Die 20-jährige Tibeterin Tenzin Wangmo ist die erste Frau, die in Folge der Selbstverbrennungen ums Leben kam. Die buddhistische Nonne hatte sich Anfang der Woche aus Protest gegen die chinesische Regierung selbst angezündet und erlag ihren schweren Verletzungen, berichten die Organisationen Free Tibet und International Campaign for Tibet (ICT).

Polizisten entreißen eine tibetische Flagge von einem tibetischen Demonstrant in Katmandu (Foto: AP /Binod Joshi)
Exil-Tibeter protestieren auch in Nepal gegen die chinesische RegierungBild: AP

Seit März dieses Jahres haben sich bereits neun Tibeter in der Provinz Sichuan selbst angezündet. In immer kürzeren Abständen komme es zu dieser extremen Form des Protests, sagt Kai Müller von der International Campaign for Tibet. Allein im Oktober kam es zu fünf Selbstverbrennungen. "Hier ist es, wie auch bei anderen Vorfällen in den letzten Monaten, zu Rufen nach der Rückkehr des Dalai Lama gekommen, nach Religionsfreiheit und nach Freiheit für die Tibeter in Tibet." Die zunehmenden Selbstverbrennungen seien eine sehr besorgniserregende Entwicklung, so Müller.

Wachsendes Protestpotenzial

Die Organisation Free Tibet schreibt in einer Pressemitteilung, die Nonne habe sich angezündet, nachdem zwei Tibeter während Protesten am Wochenende von chinesischen Sicherheitskräften erschossen worden seien. Selbstverbrennungen seien kein isoliertes Phänomen, sondern Ausdruck eines wachsenden Protestpotenzials in der Region, so die Organisation.

Alle Selbstverbrennungen ereigneten sich in der Region um das buddhistische Kloster Kirti in der Stadt Ngaba. Eine Sprecherin der Sicherheitsbehörde in Ngaba sagte gegenüber DW-WORLD.DE: "Wir können über diese Situation nichts sagen. Keine Behörde kann Ihnen eine Auskunft geben."

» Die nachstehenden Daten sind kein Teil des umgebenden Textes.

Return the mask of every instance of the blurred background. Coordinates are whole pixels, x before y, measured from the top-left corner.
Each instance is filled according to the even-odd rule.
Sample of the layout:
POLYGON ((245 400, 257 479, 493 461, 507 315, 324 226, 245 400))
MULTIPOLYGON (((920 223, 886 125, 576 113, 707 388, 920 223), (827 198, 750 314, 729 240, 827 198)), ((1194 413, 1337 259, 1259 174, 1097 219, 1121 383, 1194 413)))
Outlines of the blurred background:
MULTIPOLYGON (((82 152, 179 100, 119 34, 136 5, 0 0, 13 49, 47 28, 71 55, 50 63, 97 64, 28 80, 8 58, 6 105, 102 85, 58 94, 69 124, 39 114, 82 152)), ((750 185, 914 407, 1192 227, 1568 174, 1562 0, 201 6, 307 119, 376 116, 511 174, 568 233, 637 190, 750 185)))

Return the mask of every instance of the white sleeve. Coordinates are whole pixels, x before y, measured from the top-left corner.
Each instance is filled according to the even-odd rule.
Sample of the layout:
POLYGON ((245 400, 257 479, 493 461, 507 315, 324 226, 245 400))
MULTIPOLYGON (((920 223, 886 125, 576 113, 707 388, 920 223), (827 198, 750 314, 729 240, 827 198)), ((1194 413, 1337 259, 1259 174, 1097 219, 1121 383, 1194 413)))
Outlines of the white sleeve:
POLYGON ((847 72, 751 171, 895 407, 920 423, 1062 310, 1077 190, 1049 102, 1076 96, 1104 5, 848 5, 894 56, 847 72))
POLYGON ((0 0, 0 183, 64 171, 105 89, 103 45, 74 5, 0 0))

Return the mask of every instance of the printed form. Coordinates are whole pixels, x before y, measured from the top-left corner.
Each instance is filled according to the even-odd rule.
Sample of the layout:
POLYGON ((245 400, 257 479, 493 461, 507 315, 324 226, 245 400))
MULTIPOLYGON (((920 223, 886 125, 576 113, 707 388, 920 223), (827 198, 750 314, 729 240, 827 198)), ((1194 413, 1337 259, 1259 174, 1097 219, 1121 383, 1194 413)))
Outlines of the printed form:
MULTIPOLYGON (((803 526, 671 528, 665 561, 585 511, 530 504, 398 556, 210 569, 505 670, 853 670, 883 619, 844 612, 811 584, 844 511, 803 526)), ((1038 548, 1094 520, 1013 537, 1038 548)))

Bewaffnete Sicherheitskräfte vor Ort

Seit sich im März dieses Jahres ein buddhistischer Mönch in der Stadt Ngaba selbst verbrannt hat, ist die Lage dort angespannt. Der Tod des jungen Mönchs entfachte Massenproteste, die von der chinesischen Polizei niedergeschlagen wurden. Das Kloster Kirti, in dem etwa 2000 Mönche leben, ist seitdem abgeriegelt.

Reporter der französischen Nachrichtenagentur AFP, die die Region diese Woche kurz nach dem Tod der Nonne Tenzin Wangmo erreichten, berichten von einem Großaufgebot von Polizisten mit automatischen Waffen in der Stadt Ngaba. Auch Soldaten seien vor Ort.

Das Kloster Kirti in der chinesischen Provinz Sichuan (Foto: Jialiang Gao)
Das Kloster Kirti wird seit März 2011 streng bewachtBild: cc by-sa 3.0/Jialiang Gao

Nach Informationen der Organisationen Free Tibet und die International Campaign for Tibet sind zahlreiche Mönche des Klosters Kirti von den Behörden verschleppt worden. Derzeit sollen sich dort noch etwa 1000 Personen aufhalten. Bereits im Mai hatte ein Sprecher der Kreisregierung von Ngaba gegenüber DW-WORLD.DE eingeräumt, die Regierung habe das Kloster einer - so wörtlich - "kollektiven Rechtserziehung" unterzogen.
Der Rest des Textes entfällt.